Attracted by high salaries, strong employment opportunities, and a chance to build things that can change the world, more people than ever are choosing software engineering as a career choice. However, succeeding in this career requires more than just great coding ability. The best software engineers bring specific qualities and attributes to the job that make them stand out from everyone else.
Working well with others
There are many media portrayals of a lone-wolf that stays up all night coding furiously in isolation. This stereotype represents coders as exceptionally smart but emotionally stunted. Unfortunately this type of temperament doesn't work well in real life. Software engineers who know how to work well with others are much more likely to be successful in their careers than lone wolves are.
A software engineer's job is to figure problems out and to produce a great product, not just to write as many amazing lines of code as possible. That means communicating with other engineers, developers, managers, quality control people, customers, etc. and treating them with respect and understanding. The better your relationships are with your team, the better your own work will be.
Letting go of the ego
Not bringing your ego to work with you and staying humble can be difficult at times. No matter how good you think you are at what you do, it's inevitable that you will make mistakes along with some bad decisions. Accepting constructive criticism from your peers when errors are pointed out and accepting responsibility for your mistakes will make you a much better engineer in the long run. Possessing a humble attitude is the only way you'll be able to channel other people's feedback into improving, learning, and making yourself a better software engineer and person.
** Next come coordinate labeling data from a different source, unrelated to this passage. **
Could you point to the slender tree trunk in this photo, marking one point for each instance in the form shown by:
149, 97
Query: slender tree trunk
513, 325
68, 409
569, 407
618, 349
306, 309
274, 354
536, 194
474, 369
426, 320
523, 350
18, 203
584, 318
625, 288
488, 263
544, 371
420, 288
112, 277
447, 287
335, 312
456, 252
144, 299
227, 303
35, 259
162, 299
Not putting out mediocre work
Software engineers who pay attention to details tend to write higher-quality code. They tend to step back and catch mistakes, instead of rushing and cutting corners. Those that feel a personal sense of ownership and pride when it comes to their work tend to be more successful in this career. Putting effort into what you're doing wards off mediocrity and gives you that push to produce high-quality work and not get too complacent. Also, sharpening your skills by learning new languages or keeping abreast of any new data structures or algorithms can keep things interesting and fresh.
Being naturally curious and interested
People who love to learn are constantly improving and exploring new and better ways to do things. By listening to podcasts, reading blogs, or going to conferences, you can stay on top of the latest trends in software engineering and be looped into topics that will make you a stronger and more well-rounded engineer. By being open to new things, new ideas and approaches to solving problems may come to you that wouldn't have occurred to you otherwise.
Developing soft skills
Soft skills are fast becoming hard skills in this ever-changing world. It’s simply not enough to be highly skilled as a software engineer without developing skills that help you get along with your team effectively. These skills have a significant impact on a your attitude which ultimately ties back to your success. The skills for success tend to be fairly consistent - adaptability, problem-solving, self-management, attention to detail, creativity, communication, collaboration, work ethic, empathy, and organization are just a few. Keeping these qualities in mind can help any engineer improve, no matter how experienced.
Seeing the big picture
Understanding and balancing the day-to-day steps that are required to get to a goal yet not losing sight of the long-term vision is key to being a successful software engineer. By practicing this skill and thinking ahead, you will be able to see how each individual component will eventually contribute to the product as a whole and how each element will interact with each other. The ability to weigh out the long- and short-term outlook and see how certain decisions can influence the scope and direction of a project is a key attribute. Being able to adapt and prevent a project from derailing is what separates really good engineers from mediocre ones.